When business is dull near the temple, he wanders along the streets of Madurai looking for customers, he says. “There are first generation astrologers who learnt the art from the Pandits, but we do not know how far their predictions are accurate”, he adds.

Antony Raj (37) is a tarot reader from Sankarankovil. His family has been practising the trade for several generations, he says.

“We belong to the Hindu Malai Vedan community. Our community’s profession, from ancient times, is fortune-telling. Our ancestors got the birds from the wild and trained them. We buy trained parrots now”, he says.

According to G. Lakshmanan (40), another migrant from Sankarankovil, only tame parrots can be trained to pick cards. “Tarot readers are always on the lookout for birds that are obedient. When they see a parrot that is more docile than the one they own, they buy the bird. For some parrots, we offer paddy to pick the cards and some birds wait for the hand gestures of the tarot reader to come out of the cage and pick the cards. Once they pick the cards, they are trained to return to their cage. Aggressive parrots cannot be trained”, he says.

The parrots eat rice, fruit and grain three times a day and need no special care, the tarot readers say.

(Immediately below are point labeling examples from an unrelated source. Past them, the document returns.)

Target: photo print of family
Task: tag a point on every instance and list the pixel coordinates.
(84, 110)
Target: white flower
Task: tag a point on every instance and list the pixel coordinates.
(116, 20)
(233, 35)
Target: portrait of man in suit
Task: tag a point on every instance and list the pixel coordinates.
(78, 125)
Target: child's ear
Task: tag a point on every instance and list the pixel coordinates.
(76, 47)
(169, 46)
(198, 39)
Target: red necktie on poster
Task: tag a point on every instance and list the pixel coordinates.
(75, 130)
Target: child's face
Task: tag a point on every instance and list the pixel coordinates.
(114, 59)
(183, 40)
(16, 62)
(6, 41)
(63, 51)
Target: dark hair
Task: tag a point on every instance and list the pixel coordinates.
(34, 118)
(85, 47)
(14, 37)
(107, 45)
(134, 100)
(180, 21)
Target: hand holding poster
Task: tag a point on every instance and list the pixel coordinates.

Lakshmanan says more than 2,000 families from Sankarankovil have migrated in the last two decades. “Tarot readers from Sankarankovil are spread all over the State now. We do not restrict fortune-telling to people from the Hindu religion. We have Muslims and Christians approaching us too”, he adds.

G. Gurusamy is an octogenarian tarot reader with impaired hearing. But he is a seasoned reader. He can be seen on most days prescribing remedies to customers near the Meenakshi Sundareswarar Temple.

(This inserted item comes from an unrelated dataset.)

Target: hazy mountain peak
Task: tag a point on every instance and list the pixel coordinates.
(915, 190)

Tarot reading is a trade dominated by men. “Women from our community have been practising palmistry, but tarot reading is usually done by men”, says Sundar.

Most tarot readers shy away from passing on the secrets of their trade to the next generation. Therefore, the trade is fading. “With the advent of computer horoscopes and other advanced forms, we are losing our customers”, says Madasamy.

Sundar’s family might have pursued tarot reading for several generations, but he is sure he will not pass the trade to his children. “I want my children to study and take up some other profession. We cannot rely on tarot reading as a profession any more because it is only a tourist attraction these days”, he says.

Antony Raj feels neglected by the government. “I have three children who are studying in primary school. I approached the officials seeking community certificates for my children, but they flatly said my community does not exist in the government gazette. Without community certificates we cannot get educational loans for our children and educate them”, he laments.

Whether the next generation of tarot readers will have a better future, only their parrots might know.